Catégories d’IA. Il existe deux grandes tendances en intelligence artificielle pour jouer: l’intelligence artificielle dédiée qui se focalise sur un seul jeu, et l’intelligence artificielle générique qui vise à résoudre toute une catégorie de jeux. Les objectifs sont différents. Pour l’intelligence artificielle dédiée, le but est d’intégrer les stratégies inventées par les experts humains pour un jeu donné et, potentiellement, d’apprendre des stratégies encore meilleures pour ce jeu. Les programmes tels que

DeepBlue (IBM), AlphaGo et AlphaStar (Google DeepMind) sont des systèmes d’intelligence artificielle dédiés, capables aujourd’hui d’affronter les meilleurs joueurs humains sur un jeu spécifique. Dans le cadre de l’intelligence artificielle générique, appelée aussi General Game Playing (GGP), le but est de comprendre quels sont les algorithmes efficaces pour traiter toute une variété de jeux et, à terme, de transférer les connaissances* acquises dans un jeu donné vers un autre. Dans ce cadre, le programme ne connaît pas à l’avance le jeu : il commence par recevoir les règles d’un nouveau jeu dans un langage déclaratif (appelé Game Description Language ou GDL) et, au bout de quelques minutes, doit s’affronter à un humain ou un autre programme.
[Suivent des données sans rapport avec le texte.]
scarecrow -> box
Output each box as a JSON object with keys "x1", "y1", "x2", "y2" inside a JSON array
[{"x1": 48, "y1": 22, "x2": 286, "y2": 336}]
Catégories d’algorithmes. Avec la richesse des jeux existants, il existe aujourd’hui une grande variété d’algorithmes d’IA pour les jeux, dédiés ou génériques. On peut néanmoins classer ces algorithmes selon trois grandes périodes dans l’intelligence artificielle des jeux. La première période est celle des années 1950-2000, avec l’invention d’algorithmes de recherche arborescente, équipés de techniques d’élagage (comme alpha-beta pruning*), de tables de transposition pour mémoriser des informations sur les états déjà rencontrés, et d’heuristiques* pour les fonctions d’évaluation des nœuds du game tree. La seconde période débute en 2006 avec l’arrivée des algorithmes de type Monte Carlo Tree Search* (MCTS), utilisant à nouveau la recherche arborescente, mais incorporant des techniques d’échantillonnage et d’apprentissage (bandits multi-bras*) pour estimer la fonction d’évaluation. Enfin, depuis 2015, la troisième période est l’avènement de l’apprentissage par renforcement profond* (Deep Reinforcement Learning) pour prédire le prochain coup (et donc réduire la largeur de l’arbre), et pour prédire la valeur des positions (et donc remplacer l’échantillonnage). Les joueurs AlphaGo et AlphaStar sont conçus sur de telles architectures profondes, permettant au programme de jouer des millions de parties contre lui-même et de découvrir de nouvelles stratégies gagnantes. Les programmes d’apprentissage par renforcement profond ont été appliqués à de nombreux jeux, sans utiliser de connaissances préalables de ces jeux, où ils obtiennent de meilleurs résultats que les programmes dédiés.